The William D. Ruckelshaus Center — a public policy-minded collaboration between Washington State University and the University of Washington — has found its next director.
Julia Carboni, an associate professor with Syracuse University’s Maxwell School of Citizenship and Public Affairs, was selected to lead the Seattle-based center following a nationwide search. Carboni’s first day in the role will be July 1.
“The work done by the Ruckelshaus Center is tremendously important for the impact it has in Washington, as well as its ability to serve as a model for other states and regions. “I am thrilled for the opportunity to lead the Ruckelshaus Center — jointly supported by WSU and UW — and to partner with elected officials, public and private sector, and other key stakeholders to help expand its impact across the Pacific Northwest and beyond,” Carboni said.
The Ruckelshaus Center offers leaders of public, private, tribal, and non-profit organizations the ability to tap into the experience of WSU and UW researchers and experts to meet the needs of their communities and constituencies. Such projects include assessing the state’s K–12 governance structure, redesigning Washington’s intellectual and developmental disabilities policy, and working toward the preservation of the state’s coastline, among other efforts.
The Office of the Provost and Executive Vice President administers the program at Washington State University in collaboration with UW’s Daniel J. Evans School of Public Policy and Governance.
“It is vital that the next leader of the Ruckelshaus Center advances its core mission to help diverse groups find solutions to some of the most important challenges facing our state and region, and Dr.

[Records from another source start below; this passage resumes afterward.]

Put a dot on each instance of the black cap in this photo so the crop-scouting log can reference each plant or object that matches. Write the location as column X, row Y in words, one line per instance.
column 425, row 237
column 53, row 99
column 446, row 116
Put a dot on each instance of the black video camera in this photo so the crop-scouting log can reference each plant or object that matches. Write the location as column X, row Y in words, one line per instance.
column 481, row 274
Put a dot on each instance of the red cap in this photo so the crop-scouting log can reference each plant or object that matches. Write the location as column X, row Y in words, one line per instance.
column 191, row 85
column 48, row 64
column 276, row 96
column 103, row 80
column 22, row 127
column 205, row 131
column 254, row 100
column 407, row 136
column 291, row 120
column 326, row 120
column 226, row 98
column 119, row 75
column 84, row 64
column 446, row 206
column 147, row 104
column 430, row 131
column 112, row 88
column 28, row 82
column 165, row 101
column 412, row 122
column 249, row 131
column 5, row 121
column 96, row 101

Carboni is the perfect person to be at the helm,” Elizabeth Chilton, WSU provost and executive vice president, said.
Carboni joined the faculty at Syracuse’s Maxwell school in 2016 as an assistant professor in the Department of Public Administration and International Affairs. In 2020, she was named research director of the school’s Program for the Advancement of Research on Conflict and Collaboration, and a year later was named chair of the school’s Citizenship and Civic Engagement Program.
Carboni holds a Masters of Public Administration as well as a Ph.D. in management from the University of Arizona. Carboni has served numerous non-profit and public service groups, including the Foodbank of Central New York, the Association for Research on Nonprofit Organizations and Voluntary Action, and the University Network for Collaborative Governance.

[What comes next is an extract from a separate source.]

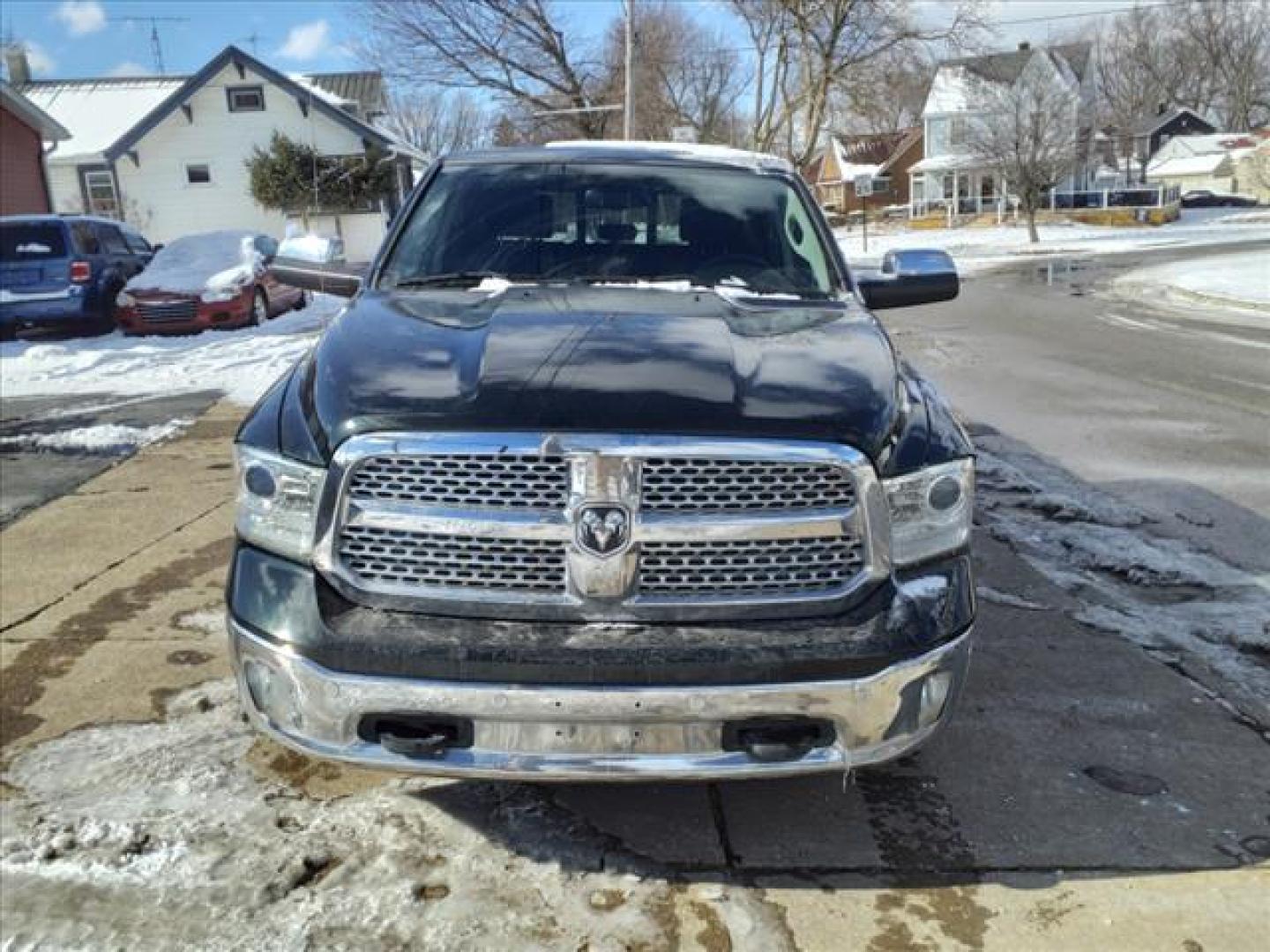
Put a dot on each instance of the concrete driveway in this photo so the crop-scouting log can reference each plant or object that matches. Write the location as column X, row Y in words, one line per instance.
column 1086, row 796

As part of the nationwide search for the center’s next director, WSU laid out what it envisions as key opportunities and challenges ahead.
“Enhancing Ruckelshaus Center’s visibility and impact, leveraging the full combined capacity of WSU and UW, facilitating cooperation across sectors, and diversifying the financial support the center receives are among the priorities Dr. Carboni will be advancing as she assumes this role,” Chilton said. “It’s also important that the center continues to foster meaningful connections across the state and foster our shared principals of diversity, equity, inclusion and access.”
The center is named in honor of William D. Ruckelshaus, an American politician whose legacy centered on his ability to bring disparate groups together to craft policy. Ruckelshaus was the first to serve as the administrator of the Environmental Protection Agency in 1970. His expertise in navigating disagreements between political parties resonates to this day, with these principals serving as the guides for the center that now bears his name.
WSU and UW opened the center in October 2004 with commitments from the leaders of both universities, Ruckelshaus, and then-Washington state Governor Christine Gregoire. More information on the center is available on its website.